It must have been tough for our leading man here - he spent eight or nine hours on that airplane without talking to a SINGLE AMERICAN. Thank goodness there were some fellow Americans around, or he might have had to have some kind of weird, foreign conversation with an Asian person!

Think about those narrow streets, those teeming masses of wretched humanity slaving for a bowl of rice! Then open your eyes and look at these comic book panels, which depict nothing of the sort. You are not even trying here, comic.

Mandarin, pagoda, opium den, rice shops (??)... quick, what's something else they have in Hong Kong? Tong dens! Tong dens. Okay, we're good, that's all the exotic Oriental background we need for THIS story.

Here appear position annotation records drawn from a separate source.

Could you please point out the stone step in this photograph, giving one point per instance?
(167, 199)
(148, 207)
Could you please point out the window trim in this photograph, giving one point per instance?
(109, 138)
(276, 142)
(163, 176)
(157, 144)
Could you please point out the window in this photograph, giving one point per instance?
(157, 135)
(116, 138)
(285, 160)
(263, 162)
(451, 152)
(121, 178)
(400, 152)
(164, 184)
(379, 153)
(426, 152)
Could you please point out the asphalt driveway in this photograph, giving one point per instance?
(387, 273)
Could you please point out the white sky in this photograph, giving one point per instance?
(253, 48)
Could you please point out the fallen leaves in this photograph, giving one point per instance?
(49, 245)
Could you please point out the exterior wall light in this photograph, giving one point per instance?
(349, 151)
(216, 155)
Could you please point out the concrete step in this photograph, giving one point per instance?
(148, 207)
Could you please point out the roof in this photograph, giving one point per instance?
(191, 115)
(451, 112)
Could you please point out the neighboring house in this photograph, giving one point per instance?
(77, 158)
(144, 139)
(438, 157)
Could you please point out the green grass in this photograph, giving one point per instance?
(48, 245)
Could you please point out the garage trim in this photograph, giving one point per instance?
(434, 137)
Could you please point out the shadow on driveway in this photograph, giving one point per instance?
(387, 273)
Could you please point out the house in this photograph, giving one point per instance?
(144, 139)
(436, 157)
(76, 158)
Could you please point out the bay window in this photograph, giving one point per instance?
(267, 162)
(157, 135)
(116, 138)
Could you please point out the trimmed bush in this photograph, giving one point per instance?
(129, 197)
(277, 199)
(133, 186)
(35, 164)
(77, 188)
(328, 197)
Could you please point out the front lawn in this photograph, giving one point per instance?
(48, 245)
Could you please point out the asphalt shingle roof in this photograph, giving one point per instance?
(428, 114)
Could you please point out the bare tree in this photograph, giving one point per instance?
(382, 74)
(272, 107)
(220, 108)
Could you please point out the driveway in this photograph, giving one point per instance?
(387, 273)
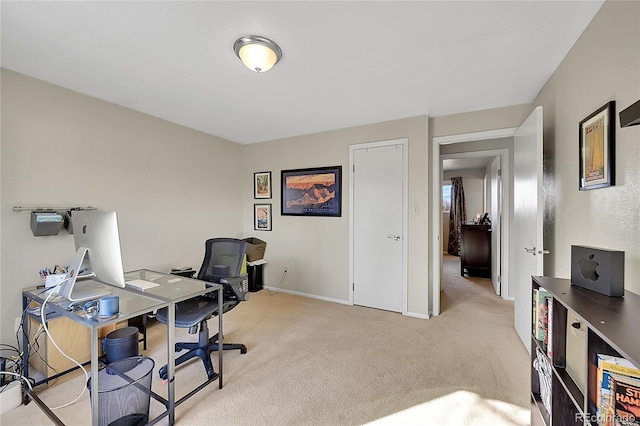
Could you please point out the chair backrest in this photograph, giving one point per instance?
(223, 258)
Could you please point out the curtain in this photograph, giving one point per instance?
(457, 215)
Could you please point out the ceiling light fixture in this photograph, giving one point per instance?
(259, 54)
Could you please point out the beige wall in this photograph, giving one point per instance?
(316, 250)
(172, 187)
(603, 65)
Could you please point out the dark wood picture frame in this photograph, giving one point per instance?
(262, 185)
(262, 217)
(312, 192)
(596, 149)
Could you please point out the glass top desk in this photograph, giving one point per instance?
(174, 289)
(131, 305)
(170, 289)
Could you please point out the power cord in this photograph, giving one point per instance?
(50, 293)
(273, 293)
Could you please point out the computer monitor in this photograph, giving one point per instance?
(97, 242)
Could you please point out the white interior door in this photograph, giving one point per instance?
(377, 226)
(526, 236)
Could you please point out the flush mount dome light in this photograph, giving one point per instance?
(259, 54)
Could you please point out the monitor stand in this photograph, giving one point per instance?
(71, 292)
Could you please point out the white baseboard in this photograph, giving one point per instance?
(311, 296)
(414, 315)
(10, 396)
(329, 299)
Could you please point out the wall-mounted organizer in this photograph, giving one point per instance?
(50, 220)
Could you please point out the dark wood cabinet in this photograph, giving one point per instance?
(475, 250)
(610, 325)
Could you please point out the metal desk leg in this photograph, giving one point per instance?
(25, 337)
(171, 361)
(94, 377)
(220, 338)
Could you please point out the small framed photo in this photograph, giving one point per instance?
(262, 217)
(597, 148)
(262, 185)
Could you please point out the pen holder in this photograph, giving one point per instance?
(53, 280)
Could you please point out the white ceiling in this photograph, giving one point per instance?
(344, 63)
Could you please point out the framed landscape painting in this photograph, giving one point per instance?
(312, 192)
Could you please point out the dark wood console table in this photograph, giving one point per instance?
(475, 250)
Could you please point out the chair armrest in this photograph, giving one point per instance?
(238, 285)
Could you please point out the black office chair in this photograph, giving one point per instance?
(222, 263)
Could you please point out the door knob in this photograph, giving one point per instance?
(533, 251)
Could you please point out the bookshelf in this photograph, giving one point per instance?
(611, 326)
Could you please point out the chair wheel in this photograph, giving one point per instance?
(163, 373)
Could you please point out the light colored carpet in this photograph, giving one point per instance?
(311, 362)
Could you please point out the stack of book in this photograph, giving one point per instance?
(618, 400)
(542, 319)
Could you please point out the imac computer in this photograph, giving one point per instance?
(97, 242)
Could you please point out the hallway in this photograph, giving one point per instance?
(469, 292)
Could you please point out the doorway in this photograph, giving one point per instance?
(482, 180)
(436, 205)
(377, 224)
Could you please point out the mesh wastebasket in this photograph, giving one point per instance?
(124, 392)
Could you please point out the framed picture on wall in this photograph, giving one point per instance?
(262, 185)
(262, 217)
(597, 148)
(312, 192)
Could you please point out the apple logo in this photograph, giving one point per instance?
(588, 269)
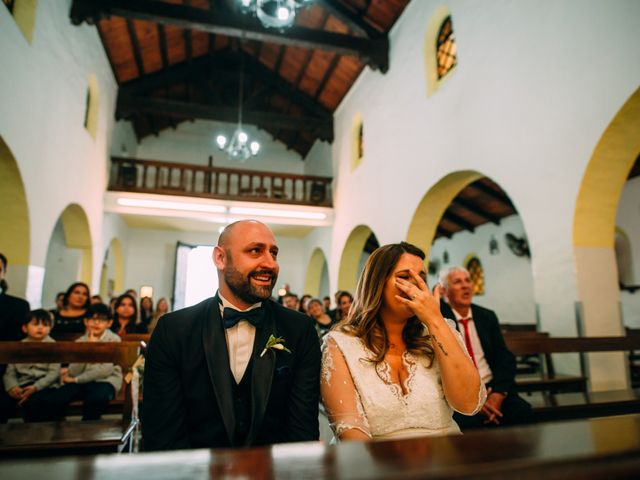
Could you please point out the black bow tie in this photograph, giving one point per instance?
(231, 317)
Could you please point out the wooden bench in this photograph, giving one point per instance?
(565, 397)
(71, 437)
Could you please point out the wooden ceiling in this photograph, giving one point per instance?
(480, 202)
(177, 60)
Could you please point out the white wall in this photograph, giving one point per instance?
(508, 278)
(628, 219)
(151, 255)
(194, 142)
(533, 92)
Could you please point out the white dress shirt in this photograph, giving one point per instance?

Here in China - you can tell because that sign says "China" in real Oriental lettering - you can visit the tunnels where dragon worshippers used to sacrifice victims to their dragon god. We're now at the point where our story switches from lazily half-assing its way through Chinese culture to simply making crap up and hoping the readers' parents never sprung for the "C" edition of the World Book Encyclopedia.

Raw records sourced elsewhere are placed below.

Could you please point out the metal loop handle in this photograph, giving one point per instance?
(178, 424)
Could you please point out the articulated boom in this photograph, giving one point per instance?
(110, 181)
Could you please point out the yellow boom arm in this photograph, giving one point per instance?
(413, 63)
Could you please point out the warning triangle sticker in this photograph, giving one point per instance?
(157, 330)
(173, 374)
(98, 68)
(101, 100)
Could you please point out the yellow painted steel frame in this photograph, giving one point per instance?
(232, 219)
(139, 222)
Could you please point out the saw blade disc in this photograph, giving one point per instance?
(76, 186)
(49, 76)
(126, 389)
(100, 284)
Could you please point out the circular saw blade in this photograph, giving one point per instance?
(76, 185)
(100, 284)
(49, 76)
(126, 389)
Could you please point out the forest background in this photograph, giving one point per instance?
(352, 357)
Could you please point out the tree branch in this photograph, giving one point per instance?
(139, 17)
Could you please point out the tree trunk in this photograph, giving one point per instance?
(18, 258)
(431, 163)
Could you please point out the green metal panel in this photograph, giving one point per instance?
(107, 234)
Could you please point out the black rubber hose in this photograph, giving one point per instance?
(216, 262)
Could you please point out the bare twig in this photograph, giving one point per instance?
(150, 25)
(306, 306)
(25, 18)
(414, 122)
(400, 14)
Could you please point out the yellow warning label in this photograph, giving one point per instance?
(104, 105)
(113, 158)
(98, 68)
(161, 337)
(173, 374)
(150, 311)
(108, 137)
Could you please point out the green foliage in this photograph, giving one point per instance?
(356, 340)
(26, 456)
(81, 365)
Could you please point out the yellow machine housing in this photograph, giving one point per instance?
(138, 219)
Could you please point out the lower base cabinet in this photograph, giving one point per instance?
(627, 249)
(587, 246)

"Can you imagine? People believing in TUNNELS. These primitive Orientals will swallow anything!"

Isn't that just like Bill? He gets a girl alone in a dark tunnel used for horrific human sacrifice by dragon-worshipping Orientals, and all he can think about is kissing.

And now Bill has the girl right where he wants her, frightened of the horrifying dragon and holding onto him with all his might. Breaking his ribs. Steady, Lola, steady!

Oh my god Lola has turned into a dragon - some kind of a dragon drawn without the slightest attempt at approximating the appearance of any sort of Chinese dragon, because that would involve five or ten minutes of research - and is going to sacrifice Bill! To herself! Classic Lola.

Let's draw the curtain on that scene, and take a look at our next American victim getting into Hong Kong, immediately getting onto the American bus to take the American bus tour so as to have the least amount of contact with this strange foreign nation he decided to visit for some reason.

Sorry, I'm rooting for the dragons here. Go dragons!